In an effort to improve processing time, I recently converted one of my CUDA programs from using 32-bit floats to 16-bit half precision floats, I am using a Jetson Xavier AGX which should process half precision twice as fast as floats. This change did not seem to make a significant difference in processing time. Using the nsight system profiler, I saw that the majority of the programs time was spent with cudaMalloc and cudaFree, and the same percentage of time was spent in the API calls for both programs. I assumed that cudaMalloc and cudaFree would be twice as fast for the half precision compared to the 32-bit version as the half precision version would only be dealing with half the total bytes. Is this lack of performance difference between half and float inherent to CUDA or does this indicate there is an issue with my program?

To first order, the speed of cudaMalloc() and cudaFree() is independent of the size of the allocation, just as the speed of regular malloc() and free() is independent of the size of the allocation. These APIs manipulate internal control structures, they do not operate on the memory allocated. This work is performed by the driver on the host side, so using a CPU with higher single-thread performance (and possibly faster system memory) will help.
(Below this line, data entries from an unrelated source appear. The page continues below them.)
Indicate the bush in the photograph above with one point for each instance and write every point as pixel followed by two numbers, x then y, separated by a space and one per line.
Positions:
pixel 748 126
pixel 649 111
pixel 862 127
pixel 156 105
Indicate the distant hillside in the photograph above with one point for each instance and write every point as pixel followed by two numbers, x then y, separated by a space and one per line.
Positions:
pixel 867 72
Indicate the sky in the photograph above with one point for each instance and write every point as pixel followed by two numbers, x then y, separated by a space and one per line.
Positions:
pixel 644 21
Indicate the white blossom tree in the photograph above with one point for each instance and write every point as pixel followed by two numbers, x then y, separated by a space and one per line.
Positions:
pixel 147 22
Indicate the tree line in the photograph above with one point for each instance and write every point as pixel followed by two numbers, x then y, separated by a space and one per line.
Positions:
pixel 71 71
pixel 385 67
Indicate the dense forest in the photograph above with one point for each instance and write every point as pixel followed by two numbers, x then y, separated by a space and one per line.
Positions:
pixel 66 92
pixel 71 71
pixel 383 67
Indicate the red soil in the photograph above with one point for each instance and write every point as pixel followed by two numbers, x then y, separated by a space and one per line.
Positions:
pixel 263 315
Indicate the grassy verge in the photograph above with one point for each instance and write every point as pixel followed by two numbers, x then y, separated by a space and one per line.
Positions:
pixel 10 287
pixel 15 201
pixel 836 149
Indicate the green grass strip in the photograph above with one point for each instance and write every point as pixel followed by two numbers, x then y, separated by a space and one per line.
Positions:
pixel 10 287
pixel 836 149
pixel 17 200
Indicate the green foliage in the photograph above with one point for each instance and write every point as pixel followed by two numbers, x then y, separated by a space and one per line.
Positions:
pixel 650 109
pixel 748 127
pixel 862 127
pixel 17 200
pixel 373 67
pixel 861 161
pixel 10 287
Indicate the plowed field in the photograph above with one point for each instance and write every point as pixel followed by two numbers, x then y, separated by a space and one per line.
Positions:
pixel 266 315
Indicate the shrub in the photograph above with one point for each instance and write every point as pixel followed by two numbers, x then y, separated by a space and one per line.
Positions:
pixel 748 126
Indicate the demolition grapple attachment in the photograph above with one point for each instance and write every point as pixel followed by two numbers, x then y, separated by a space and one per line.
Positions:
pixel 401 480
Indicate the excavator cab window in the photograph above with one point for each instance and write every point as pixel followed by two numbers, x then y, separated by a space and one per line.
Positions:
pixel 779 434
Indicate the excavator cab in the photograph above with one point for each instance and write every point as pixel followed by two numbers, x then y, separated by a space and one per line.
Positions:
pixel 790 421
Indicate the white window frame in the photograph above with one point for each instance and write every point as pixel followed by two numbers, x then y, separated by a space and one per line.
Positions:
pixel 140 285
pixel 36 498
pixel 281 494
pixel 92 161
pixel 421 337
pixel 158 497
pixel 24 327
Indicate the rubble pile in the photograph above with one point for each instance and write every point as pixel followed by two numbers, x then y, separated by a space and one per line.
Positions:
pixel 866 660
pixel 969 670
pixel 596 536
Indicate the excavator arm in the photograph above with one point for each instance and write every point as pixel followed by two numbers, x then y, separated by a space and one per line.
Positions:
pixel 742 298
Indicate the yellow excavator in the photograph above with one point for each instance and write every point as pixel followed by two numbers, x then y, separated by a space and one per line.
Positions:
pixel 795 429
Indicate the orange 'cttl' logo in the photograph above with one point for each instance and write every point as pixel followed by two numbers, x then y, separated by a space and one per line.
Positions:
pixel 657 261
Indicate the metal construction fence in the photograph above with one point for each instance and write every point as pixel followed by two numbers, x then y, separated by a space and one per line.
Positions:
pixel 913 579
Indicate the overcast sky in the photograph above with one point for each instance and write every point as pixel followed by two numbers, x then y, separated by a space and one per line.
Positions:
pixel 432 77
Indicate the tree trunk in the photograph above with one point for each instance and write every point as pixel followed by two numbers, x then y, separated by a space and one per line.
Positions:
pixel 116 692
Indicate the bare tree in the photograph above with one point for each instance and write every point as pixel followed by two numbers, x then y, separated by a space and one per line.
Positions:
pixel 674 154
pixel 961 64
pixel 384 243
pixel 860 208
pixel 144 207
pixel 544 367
Use of 16-bit half-precision instead of 32-bit single-precision will benefit performance if an application is bound by memory throughput. If you use half2 data, applications limited by computational throughput can also benefit.

Thank you for the reply njuffa.

Seeing that using half won’t necessarily speed up the memory allocation, is there anyway to pre-allocate GPU memory so that it doesn’t have to be allocated dynamically with cudaMalloc? Or even manually provide addresses to cudaMalloc so it doesn’t have to search for empty memory?

The way you could do that is call cudaMalloc() once at the start of the program, then re-use that allocation throughout your program. You could even create your own little sub-allocator if you like. As long as there aren’t many memory blocks to be tracked, dynamic memory allocators, including cudaMalloc(), are typically fast as there isn’t much searching for free blocks.

Note: CUDA context creation occurs lazily on the first CUDA API call. In many CUDA programs, that is a call to cudaMalloc(). Depending on how you time your code, the overhead of context creation will be attributed to that first cudaMalloc() call. To separate the context creation time from the time taken by cudaMalloc(), a common practice is to trigger it with a call to cudaFree(0);